Inside this elaborate costume, bringing it to life and eventually emerging all but naked from its shell, is waifish San Francisco-based choreographer and sculptor Sha Sha Higby. She’ll present her latest costume-sculpture performance, “Tin Duck in a Box of Wind,” at Los Angeles Contemporary Exhibitions (LACE) today through Saturday.
After six years in Indonesia and Japan studying puppetry, Noh and myriad other indigenous arts and crafts, Higby is back in the United States, where she spends up to a year fashioning each of her intricate costumes before presenting them via meditatively slow dance-performances.
But while studying abroad shaped the style of Higby’s work, her fascination with themes of death and rebirth predates her raveling.
“Death and rebirth have been the sensations that reappear, because my work takes so long to evolve, but (those ideas) were there before I ever left and went to the East.”
However, time abroad did alter Higby’s perspective on death and the way people cope with it.
“In the East, they have a lot of death that comes all the time and they take it very matter-of-factly,” Higby recalls admiringly. “I don’t really encounter that very often here. Death isn’t integrated into normal life in the same way.”
Higby says the difference is especially noticeable in day-to-day routines. Mourning, for example, is done collectively in Indonesia and it’s not as solemn an occasion as it tends to be in Western culture.
“The whole community will come when someone dies,” Higby explains. “They’ll wash the body and there might be laughing while they are washing it. They seem to be happy, and although some of them are sad, it is still a celebration.”
That, of course, is just one aspect of what Higby interprets as a stronger sense of community.
“All the neighbors are attached to each other and everybody hears about everything. They live and die together, as a group.”
It’s a village life, she explains, that’s inextricably tied to its sensual environment.
“The atmosphere is different,” she says, indulging in the rich memories that still feed her work. “Smells are more prevalent and the air seems to be impregnated.”

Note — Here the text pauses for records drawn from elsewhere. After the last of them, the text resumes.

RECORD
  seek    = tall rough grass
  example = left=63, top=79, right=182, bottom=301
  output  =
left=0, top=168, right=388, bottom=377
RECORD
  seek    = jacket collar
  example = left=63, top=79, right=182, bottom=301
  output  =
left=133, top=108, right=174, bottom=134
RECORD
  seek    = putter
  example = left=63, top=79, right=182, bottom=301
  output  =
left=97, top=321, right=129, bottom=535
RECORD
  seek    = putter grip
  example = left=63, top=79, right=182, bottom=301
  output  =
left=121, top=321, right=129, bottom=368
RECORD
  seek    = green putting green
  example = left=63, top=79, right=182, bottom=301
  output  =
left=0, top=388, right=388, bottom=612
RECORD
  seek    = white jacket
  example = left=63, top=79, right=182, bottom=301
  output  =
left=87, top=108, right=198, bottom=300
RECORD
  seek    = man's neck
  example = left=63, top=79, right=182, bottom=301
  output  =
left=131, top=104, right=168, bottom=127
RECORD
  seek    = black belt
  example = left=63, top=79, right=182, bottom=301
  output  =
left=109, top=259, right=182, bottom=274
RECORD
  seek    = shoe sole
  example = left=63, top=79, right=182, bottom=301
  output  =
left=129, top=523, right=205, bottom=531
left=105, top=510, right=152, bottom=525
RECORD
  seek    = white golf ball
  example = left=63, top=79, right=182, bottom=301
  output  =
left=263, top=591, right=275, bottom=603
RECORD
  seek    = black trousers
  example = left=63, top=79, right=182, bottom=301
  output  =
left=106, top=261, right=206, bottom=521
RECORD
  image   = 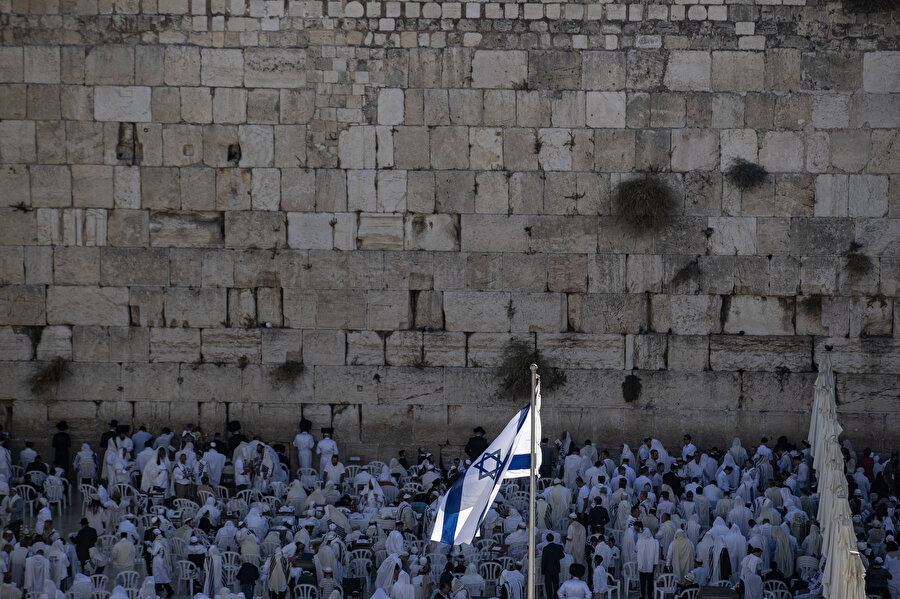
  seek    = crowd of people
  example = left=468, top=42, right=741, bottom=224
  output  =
left=0, top=420, right=900, bottom=599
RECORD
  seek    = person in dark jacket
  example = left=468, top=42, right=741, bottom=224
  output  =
left=72, top=518, right=97, bottom=567
left=235, top=562, right=259, bottom=598
left=52, top=420, right=72, bottom=472
left=588, top=497, right=609, bottom=534
left=541, top=533, right=565, bottom=599
left=465, top=426, right=488, bottom=462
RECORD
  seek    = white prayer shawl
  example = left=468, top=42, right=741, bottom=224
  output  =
left=666, top=530, right=694, bottom=580
left=724, top=524, right=747, bottom=572
left=391, top=571, right=416, bottom=599
left=565, top=522, right=585, bottom=564
left=203, top=447, right=225, bottom=488
left=203, top=545, right=225, bottom=597
left=47, top=539, right=69, bottom=587
left=375, top=553, right=403, bottom=593
left=634, top=528, right=659, bottom=572
left=772, top=526, right=794, bottom=578
left=22, top=555, right=50, bottom=593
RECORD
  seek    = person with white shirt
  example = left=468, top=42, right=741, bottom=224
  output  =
left=593, top=554, right=607, bottom=599
left=322, top=455, right=347, bottom=487
left=293, top=418, right=316, bottom=468
left=556, top=564, right=591, bottom=599
left=316, top=428, right=339, bottom=480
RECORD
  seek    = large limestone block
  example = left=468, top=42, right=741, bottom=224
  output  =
left=314, top=366, right=384, bottom=406
left=722, top=295, right=794, bottom=335
left=225, top=210, right=286, bottom=249
left=510, top=293, right=567, bottom=333
left=244, top=48, right=306, bottom=88
left=94, top=85, right=152, bottom=123
left=200, top=48, right=244, bottom=87
left=47, top=286, right=129, bottom=326
left=672, top=129, right=719, bottom=172
left=150, top=327, right=200, bottom=362
left=357, top=214, right=403, bottom=250
left=444, top=291, right=512, bottom=332
left=404, top=214, right=459, bottom=252
left=863, top=52, right=900, bottom=94
left=709, top=335, right=813, bottom=372
left=815, top=338, right=900, bottom=373
left=472, top=50, right=528, bottom=89
left=150, top=212, right=224, bottom=247
left=537, top=333, right=625, bottom=370
left=664, top=50, right=712, bottom=91
left=303, top=330, right=347, bottom=366
left=200, top=329, right=260, bottom=364
left=179, top=364, right=242, bottom=404
left=712, top=50, right=765, bottom=91
left=100, top=248, right=169, bottom=287
left=366, top=290, right=412, bottom=331
left=165, top=287, right=228, bottom=327
left=568, top=293, right=647, bottom=333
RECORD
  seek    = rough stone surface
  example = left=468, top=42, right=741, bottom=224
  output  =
left=0, top=0, right=900, bottom=458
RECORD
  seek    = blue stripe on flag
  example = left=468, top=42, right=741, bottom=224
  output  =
left=441, top=476, right=465, bottom=545
left=509, top=453, right=531, bottom=470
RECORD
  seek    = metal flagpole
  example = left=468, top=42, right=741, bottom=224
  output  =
left=528, top=364, right=538, bottom=599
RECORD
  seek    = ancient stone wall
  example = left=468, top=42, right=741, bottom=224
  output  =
left=0, top=0, right=900, bottom=457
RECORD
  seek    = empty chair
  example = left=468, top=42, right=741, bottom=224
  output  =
left=294, top=584, right=319, bottom=599
left=91, top=574, right=109, bottom=590
left=177, top=559, right=200, bottom=597
left=653, top=574, right=678, bottom=599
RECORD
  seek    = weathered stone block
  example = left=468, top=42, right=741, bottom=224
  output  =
left=568, top=293, right=647, bottom=333
left=150, top=328, right=200, bottom=362
left=722, top=295, right=794, bottom=335
left=94, top=85, right=152, bottom=123
left=165, top=287, right=228, bottom=328
left=472, top=50, right=528, bottom=89
left=47, top=286, right=129, bottom=326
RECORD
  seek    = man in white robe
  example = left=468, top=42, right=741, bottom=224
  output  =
left=22, top=549, right=50, bottom=595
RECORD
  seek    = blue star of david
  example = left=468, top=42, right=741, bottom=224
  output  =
left=474, top=449, right=503, bottom=480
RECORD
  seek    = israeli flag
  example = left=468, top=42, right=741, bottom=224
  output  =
left=431, top=383, right=541, bottom=545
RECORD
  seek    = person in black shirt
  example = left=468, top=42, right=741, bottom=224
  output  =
left=438, top=561, right=453, bottom=589
left=465, top=426, right=488, bottom=462
left=72, top=518, right=97, bottom=566
left=588, top=497, right=609, bottom=534
left=541, top=533, right=565, bottom=599
left=53, top=420, right=72, bottom=472
left=235, top=562, right=259, bottom=599
left=100, top=420, right=119, bottom=455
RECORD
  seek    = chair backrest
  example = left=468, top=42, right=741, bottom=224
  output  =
left=177, top=559, right=200, bottom=580
left=656, top=574, right=678, bottom=589
left=347, top=557, right=373, bottom=578
left=91, top=574, right=109, bottom=590
left=478, top=562, right=503, bottom=582
left=763, top=580, right=788, bottom=591
left=294, top=584, right=319, bottom=599
left=118, top=570, right=140, bottom=589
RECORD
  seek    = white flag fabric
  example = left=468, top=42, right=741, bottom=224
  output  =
left=431, top=383, right=541, bottom=545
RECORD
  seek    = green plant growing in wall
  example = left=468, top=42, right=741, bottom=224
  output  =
left=497, top=339, right=566, bottom=399
left=613, top=172, right=676, bottom=232
left=725, top=158, right=769, bottom=190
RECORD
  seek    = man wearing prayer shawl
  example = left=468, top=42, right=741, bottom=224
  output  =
left=203, top=545, right=225, bottom=597
left=22, top=549, right=50, bottom=595
left=262, top=549, right=291, bottom=598
left=634, top=529, right=659, bottom=599
left=666, top=530, right=694, bottom=580
left=565, top=512, right=586, bottom=564
left=741, top=547, right=763, bottom=599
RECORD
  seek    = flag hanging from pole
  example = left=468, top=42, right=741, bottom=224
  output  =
left=431, top=383, right=541, bottom=545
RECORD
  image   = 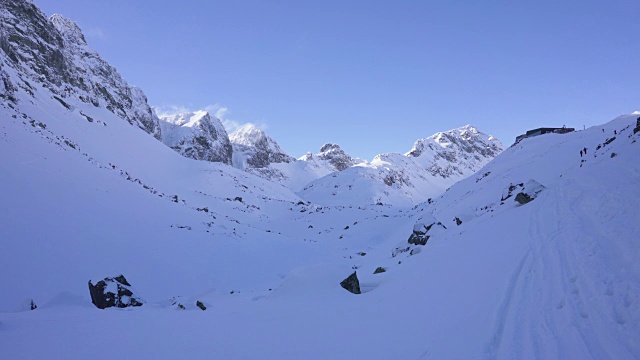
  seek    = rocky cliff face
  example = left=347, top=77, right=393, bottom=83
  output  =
left=0, top=0, right=161, bottom=139
left=405, top=125, right=504, bottom=178
left=160, top=111, right=233, bottom=165
left=315, top=144, right=359, bottom=171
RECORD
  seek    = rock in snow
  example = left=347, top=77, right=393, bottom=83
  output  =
left=89, top=275, right=144, bottom=309
left=160, top=111, right=233, bottom=165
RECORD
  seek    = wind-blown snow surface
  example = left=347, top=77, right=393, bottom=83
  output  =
left=0, top=86, right=640, bottom=359
left=0, top=0, right=640, bottom=359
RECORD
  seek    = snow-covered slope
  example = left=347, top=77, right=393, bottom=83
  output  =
left=0, top=1, right=640, bottom=359
left=298, top=125, right=503, bottom=206
left=160, top=111, right=233, bottom=165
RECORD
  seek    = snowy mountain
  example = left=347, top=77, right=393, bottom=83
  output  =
left=299, top=144, right=364, bottom=171
left=0, top=0, right=160, bottom=139
left=160, top=111, right=233, bottom=165
left=298, top=125, right=504, bottom=206
left=0, top=0, right=640, bottom=359
left=229, top=124, right=295, bottom=169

The crux of the experience, she says, is a different feeling about the relation of your body to the environment.
“In a very hot place like Indonesia, you’re very aware of those smells in the environment and what’s going on outside of your body,” she explains.
“The atmosphere seems to float off like smoke when you step from one place to another, with the heat of your body left behind,” she continues. “If I was to illustrate that aura, it would be by the costume left behind (during “Tin Duck”), giving design and form to my own heat.”
This connection between the body and the intangible parallels Higby’s concern with the life-death cycle. But she also argues that it applies, by extension, to the relationship of audience and performer.
“Intuitively, I feel that death and life connect, and if I’m really into my work, I can feel the sensitivity (on the part of the audience) to the cycles of rebirth.”
This sensitivity and her inner process makes the performance, both physically and emotionally, a cycle of rebirth, as Higby steps out of one costume, into another, and then in turn sheds that one.
“It feels like a prayer in the beginning,” she says of her performance state of mind. “Then there’s quiet energy, gradually increasing in intensity.”
That intensity can take any number of shapes, and she never knows which it will be.
“The energy can turn into humor, and then the playfulness might turn into intimacy. It recedes and withdraws in a spiral--you lose or gain control--then it collapses, the costume comes off and this rebirthing happens.”